Vocation comes from the Latin root word vocare, which is the same root for the word ‘voice.’ That means there is a voice calling out to us and we can hear it by praying, discerning it, and intently listening to it. There is a voice to be heard—the voice of God that is calling to us in the silence of our hearts. And just like what Mother Teresa said, “The fruit of silence is prayer. The fruit of prayer is faith. The fruit of faith is love. The fruit of love is service.” Our vocation, our calling, is to serve God even if it means tilling land, pulling teeth, changing diapers, or laying bricks. It is not always easy to see the direct link between the back-breaking labor that we do and our calling but if we make the effort to discern purpose and meaning, we might just connect the dots and realize the connection.

Consider the Parable of the Bricklayers: Three bricklayers who were doing exactly the same thing were asked what they were doing. 

  • The first bricklayer replied, “I am laying bricks.” 
  • The second bricklayer said, “I am building a church.”
  • The third bricklayer said, “I am building the house of God.” 
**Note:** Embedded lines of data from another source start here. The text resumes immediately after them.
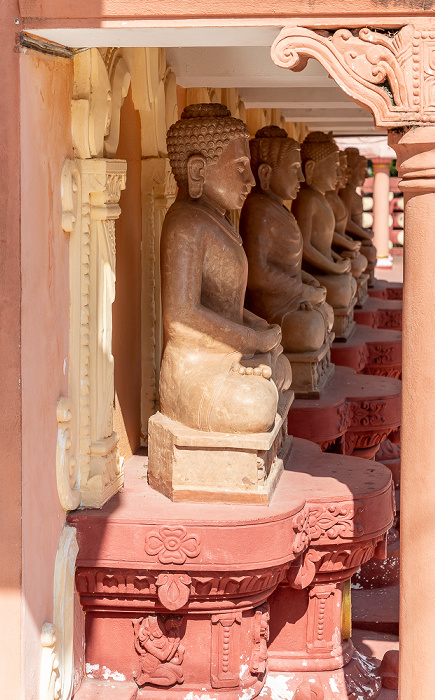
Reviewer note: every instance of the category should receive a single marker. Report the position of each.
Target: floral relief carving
(173, 590)
(335, 520)
(367, 413)
(172, 545)
(158, 642)
(390, 72)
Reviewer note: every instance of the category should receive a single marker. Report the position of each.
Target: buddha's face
(325, 173)
(228, 180)
(361, 171)
(285, 180)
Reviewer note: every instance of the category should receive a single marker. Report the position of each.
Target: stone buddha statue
(356, 174)
(222, 367)
(278, 289)
(316, 220)
(341, 242)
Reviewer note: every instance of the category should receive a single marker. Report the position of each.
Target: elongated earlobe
(264, 173)
(309, 170)
(195, 175)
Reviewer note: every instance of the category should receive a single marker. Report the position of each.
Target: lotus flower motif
(172, 545)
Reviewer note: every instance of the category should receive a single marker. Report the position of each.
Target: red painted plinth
(177, 595)
(371, 351)
(380, 313)
(354, 413)
(386, 290)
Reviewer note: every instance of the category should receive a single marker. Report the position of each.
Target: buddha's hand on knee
(249, 369)
(305, 306)
(268, 339)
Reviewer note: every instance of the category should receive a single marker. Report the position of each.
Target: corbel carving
(389, 72)
(87, 446)
(101, 82)
(57, 670)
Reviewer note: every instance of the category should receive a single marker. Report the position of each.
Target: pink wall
(10, 392)
(46, 89)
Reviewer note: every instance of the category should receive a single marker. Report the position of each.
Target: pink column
(416, 164)
(381, 209)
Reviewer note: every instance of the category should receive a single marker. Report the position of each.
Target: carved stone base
(353, 413)
(387, 290)
(196, 466)
(380, 313)
(357, 680)
(361, 290)
(371, 351)
(343, 321)
(311, 371)
(176, 595)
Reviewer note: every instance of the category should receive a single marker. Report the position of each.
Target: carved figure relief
(157, 640)
(172, 545)
(260, 630)
(225, 649)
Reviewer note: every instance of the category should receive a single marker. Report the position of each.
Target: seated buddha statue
(278, 290)
(341, 242)
(356, 174)
(315, 217)
(222, 366)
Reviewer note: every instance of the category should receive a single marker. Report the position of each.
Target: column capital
(389, 72)
(415, 149)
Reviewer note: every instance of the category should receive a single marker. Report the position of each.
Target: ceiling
(237, 57)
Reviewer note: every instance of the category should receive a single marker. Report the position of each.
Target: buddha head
(356, 167)
(320, 161)
(342, 170)
(209, 155)
(276, 162)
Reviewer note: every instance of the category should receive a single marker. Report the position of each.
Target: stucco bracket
(389, 73)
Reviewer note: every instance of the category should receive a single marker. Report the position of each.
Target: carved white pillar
(381, 210)
(158, 193)
(87, 453)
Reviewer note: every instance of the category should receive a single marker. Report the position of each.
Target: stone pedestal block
(382, 289)
(198, 466)
(361, 290)
(311, 371)
(371, 351)
(343, 321)
(354, 413)
(380, 313)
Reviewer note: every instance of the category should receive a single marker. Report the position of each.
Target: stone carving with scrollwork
(389, 72)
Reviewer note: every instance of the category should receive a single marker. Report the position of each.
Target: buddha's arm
(264, 273)
(304, 213)
(183, 252)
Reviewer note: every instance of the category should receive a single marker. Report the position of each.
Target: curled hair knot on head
(270, 145)
(205, 130)
(317, 146)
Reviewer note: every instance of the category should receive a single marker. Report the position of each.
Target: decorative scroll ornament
(391, 73)
(158, 643)
(172, 545)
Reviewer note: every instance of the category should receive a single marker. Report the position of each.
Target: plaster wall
(46, 89)
(10, 387)
(126, 338)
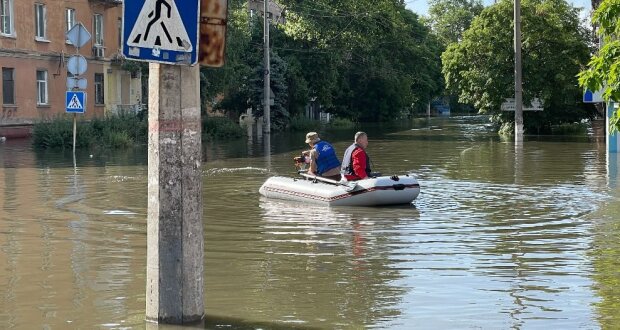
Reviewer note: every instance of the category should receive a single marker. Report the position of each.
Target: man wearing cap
(323, 159)
(355, 162)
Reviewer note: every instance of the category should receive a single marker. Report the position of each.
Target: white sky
(421, 6)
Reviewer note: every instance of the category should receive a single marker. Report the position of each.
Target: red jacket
(360, 163)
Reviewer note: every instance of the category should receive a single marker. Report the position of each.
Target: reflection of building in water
(61, 255)
(337, 260)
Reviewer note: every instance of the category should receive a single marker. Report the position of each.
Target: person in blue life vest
(323, 159)
(355, 162)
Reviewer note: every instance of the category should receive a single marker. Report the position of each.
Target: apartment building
(34, 52)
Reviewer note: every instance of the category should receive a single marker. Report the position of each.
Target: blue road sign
(76, 101)
(163, 31)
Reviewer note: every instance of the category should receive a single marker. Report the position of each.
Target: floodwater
(499, 238)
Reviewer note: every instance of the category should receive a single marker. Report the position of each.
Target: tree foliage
(480, 69)
(604, 67)
(450, 18)
(360, 59)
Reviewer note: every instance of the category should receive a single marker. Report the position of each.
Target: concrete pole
(267, 97)
(518, 84)
(175, 242)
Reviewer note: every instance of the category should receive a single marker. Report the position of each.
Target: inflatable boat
(382, 190)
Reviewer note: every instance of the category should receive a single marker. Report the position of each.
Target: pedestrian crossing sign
(163, 31)
(76, 101)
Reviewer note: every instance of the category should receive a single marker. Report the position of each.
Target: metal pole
(518, 83)
(74, 132)
(267, 97)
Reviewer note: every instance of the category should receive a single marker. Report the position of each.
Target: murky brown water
(499, 238)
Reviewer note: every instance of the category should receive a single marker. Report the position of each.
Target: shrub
(221, 127)
(301, 123)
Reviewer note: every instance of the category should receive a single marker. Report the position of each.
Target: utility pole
(267, 97)
(518, 83)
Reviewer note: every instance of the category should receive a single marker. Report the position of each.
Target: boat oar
(349, 184)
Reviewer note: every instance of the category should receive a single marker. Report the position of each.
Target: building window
(8, 86)
(99, 88)
(98, 28)
(70, 20)
(42, 96)
(6, 17)
(39, 21)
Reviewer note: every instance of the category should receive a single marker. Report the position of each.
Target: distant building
(34, 53)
In this version of that old tale that is commonly used by motivational workplace and career counselors, the first bricklayer has a job, the second has a career, and the third is someone who understands his/her calling, mission, and purpose in life. That person sees the connection between the activity and the mission. 

Knowing Our Mission

In order to get a crystal picture of what our mission in life is, we start the work week with Mass. Although it’s a day of the weekend, Sunday is really the first day of the week. And appropriately so, we start the week with Mass so that we may sanctify our work. The Mass is the send-off for us to carry out God’s mission. The Latin root word for Mass comes from the same root word for mission and dismissal. We get reminded of our marching orders as the priest dismisses us, “to go in peace, to love and serve the Lord.” We are sent forth to live out the mission of Christ. Our response to the priest’s blessing is: “Thanks be to God!” We are thankful to God for calling us to our vocations and for choosing us for the mission, to be co-workers of Christ for we are now, as Saint Teresa of Avila put it, His hands and feet on earth.